The other night I was in bed. 11:58 p.m. I was reading a novel that’s set in a desperate place in the world, and comparing my life and finding myself privileged to live in this country, to have at my disposal more luxuries than some people even dream of.
In the midst of my reverie, I heard a commotion out the window. At first I ignored it. There’s a bar across the street from my apartment so commotion is commonplace. Eventually, the shouting and screams escalated so I poked my head out the window, tentatively at first, but my curiosity winning out. Two people (maybe a couple, maybe an estranged couple) arguing, the woman screaming at the top of her lungs, the man shouting expletives in retort. Down the block, several people had gathered, curious too. I wondered if anyone had called the police and had flashbacks to the Kitty Genovese murder I studied in my college Psychology class.
Scanning the scene, however, I noticed that at the corner, there was indeed a NYPD squad car half up on the curb, and an officer, blanketed by the darkness of the scaffold, handling the situation. Or at least, trying to, because as the seconds ticked by, I realized the man wasn’t screaming at the woman anymore, he was shouting at the police, baiting him, telling the cop he didn’t care, and he could shoot him. “Shoot me, shoot me, I don’t care”, he was saying, over and over, his voice rising even higher, his tone more and more aggressive, almost as if he was issuing a dare and taunting the other person to carry it out.

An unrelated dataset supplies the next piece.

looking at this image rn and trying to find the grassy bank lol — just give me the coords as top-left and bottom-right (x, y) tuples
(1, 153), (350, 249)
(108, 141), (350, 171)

The woman, on the other side of the street by this time, was screaming at the man, accusing him of being selfish, thinking only about himself. But it was hard to hear her because the man was yelling, throwing out sexually graphic and violent slurs, aiming them at the officer who was just calmly trying to diffuse the situation.
I don’t know what happened because I moved away from the window, heartbroken. Eventually the noise died down and I heard the cop car drive away with its telltale siren-less beep that told me danger had been averted. I don’t know if they arrested the man. I suppose they had to.
But what resonated with me was the way the man shouted at the police, giving permission, almost, to shoot him, as if he didn’t care about his life. And that made me sad. Sadder than anything I had been reading in my fiction set halfway across the globe in what I had considered desperate situations.
Truth is, you can feel desperate wherever you are. You can be surrounded by luxury and still feel poor, no matter where you are. You can sit on an unpaved concrete step, eating guavas like the children in the novel, and be alright, yet you can have access to every opportunity and not care whether you live or die. Why is that?
Perspective matters. And perspective comes from decisions. Whether you decide to have a positive outlook on life, to respect yourself and the people around you, to honor God’s authority in your life, to find and use your talents, to serve others with love. Those are decisions that we make. The decision to love ourselves. To value our lives. To love and cherish others as we love and cherish our own selves.
A person who loves himself would never dare a person with a gun to shoot him. No matter how angry he was. No matter what injustice he felt had been done to him. No matter what. No matter how desperate he thought his situation was.
But that’s what I think.
If you see it differently, I’d like to hear it.